As of 1995, about 80% of the population were subsistence farmers while handicrafts, porterage, trade, military service, industry, and government work engaged the remainder. As of 1998, the labor force was estimated to number about 11 million. In 2002, the vast majority, approximately 81% of the workforce, was engaged in agriculture. Most agriculturists are peasant farmers, and there are many wage laborers, but only in the peak seasons. The service sector provides work for 16% of the labor force, and industry accounts for the remaining 3%. There is a severe lack of skilled labor. Among some tribes, women do most of the farm work, while in others, especially among strict Hindus, they do no farming at all. Many occupations are effectively restricted to certain castes, although the practice has been declared illegal. In 2001, the unemployment rate was 47%.
Unions are allowed to organize and strike. The three largest trade unions are associated with political parties, but the government does not restrict union activity. However, the right of a union to strike is limited to nonessential services. About 20% of the workforce is covered by collective bargaining agreements.

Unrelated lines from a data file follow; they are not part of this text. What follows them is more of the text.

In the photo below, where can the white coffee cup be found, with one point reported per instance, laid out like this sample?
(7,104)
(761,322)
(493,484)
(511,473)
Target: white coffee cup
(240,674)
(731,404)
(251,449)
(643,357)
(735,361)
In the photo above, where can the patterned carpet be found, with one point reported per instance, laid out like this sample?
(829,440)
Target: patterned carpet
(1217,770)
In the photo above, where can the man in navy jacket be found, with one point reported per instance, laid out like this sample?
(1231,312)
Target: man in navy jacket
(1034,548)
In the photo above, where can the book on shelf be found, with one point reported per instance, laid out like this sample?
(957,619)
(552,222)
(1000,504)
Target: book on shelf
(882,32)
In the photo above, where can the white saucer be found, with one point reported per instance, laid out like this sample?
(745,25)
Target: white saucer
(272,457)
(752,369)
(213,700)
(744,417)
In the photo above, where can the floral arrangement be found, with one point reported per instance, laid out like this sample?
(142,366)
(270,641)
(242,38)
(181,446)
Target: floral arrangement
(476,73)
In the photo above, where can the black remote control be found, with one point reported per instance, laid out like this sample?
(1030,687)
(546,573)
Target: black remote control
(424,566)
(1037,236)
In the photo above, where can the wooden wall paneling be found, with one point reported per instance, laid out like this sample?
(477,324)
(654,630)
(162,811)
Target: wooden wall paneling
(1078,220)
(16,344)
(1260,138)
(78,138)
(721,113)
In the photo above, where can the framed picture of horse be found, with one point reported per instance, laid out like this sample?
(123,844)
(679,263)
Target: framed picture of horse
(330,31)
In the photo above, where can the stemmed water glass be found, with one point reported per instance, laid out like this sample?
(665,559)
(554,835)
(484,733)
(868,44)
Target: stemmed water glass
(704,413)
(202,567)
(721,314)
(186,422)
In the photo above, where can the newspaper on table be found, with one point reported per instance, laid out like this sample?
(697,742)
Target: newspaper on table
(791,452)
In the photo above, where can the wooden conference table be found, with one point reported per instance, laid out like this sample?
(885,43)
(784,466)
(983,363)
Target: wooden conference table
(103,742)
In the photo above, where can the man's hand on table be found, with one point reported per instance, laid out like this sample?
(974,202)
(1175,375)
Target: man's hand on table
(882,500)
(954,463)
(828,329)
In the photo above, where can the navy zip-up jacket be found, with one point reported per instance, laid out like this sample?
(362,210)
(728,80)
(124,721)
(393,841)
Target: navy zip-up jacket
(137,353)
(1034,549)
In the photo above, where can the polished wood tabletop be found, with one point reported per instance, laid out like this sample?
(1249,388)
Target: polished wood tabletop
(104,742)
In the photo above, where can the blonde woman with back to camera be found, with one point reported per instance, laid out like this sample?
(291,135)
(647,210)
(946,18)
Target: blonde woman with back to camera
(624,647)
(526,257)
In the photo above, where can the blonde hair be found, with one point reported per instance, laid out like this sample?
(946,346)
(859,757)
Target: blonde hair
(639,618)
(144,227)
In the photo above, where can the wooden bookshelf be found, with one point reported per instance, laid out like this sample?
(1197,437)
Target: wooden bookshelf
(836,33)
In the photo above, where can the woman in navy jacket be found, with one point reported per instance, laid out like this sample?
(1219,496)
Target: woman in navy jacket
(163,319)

Minimum wage rates and working conditions in the small industrial sector are set by the Nepal Factories and Factory Workers' Act of 1959, as amended. In 2002, the minimum wage was $20 per month for unskilled, $21 for semiskilled, and $25 for skilled workers in the organized industrial sector. Wages can be as low as 50% of the minimum in the informal economy and the agricultural sector. The law establishes a minimum employment age of 16 years in industry and 14 years in agriculture.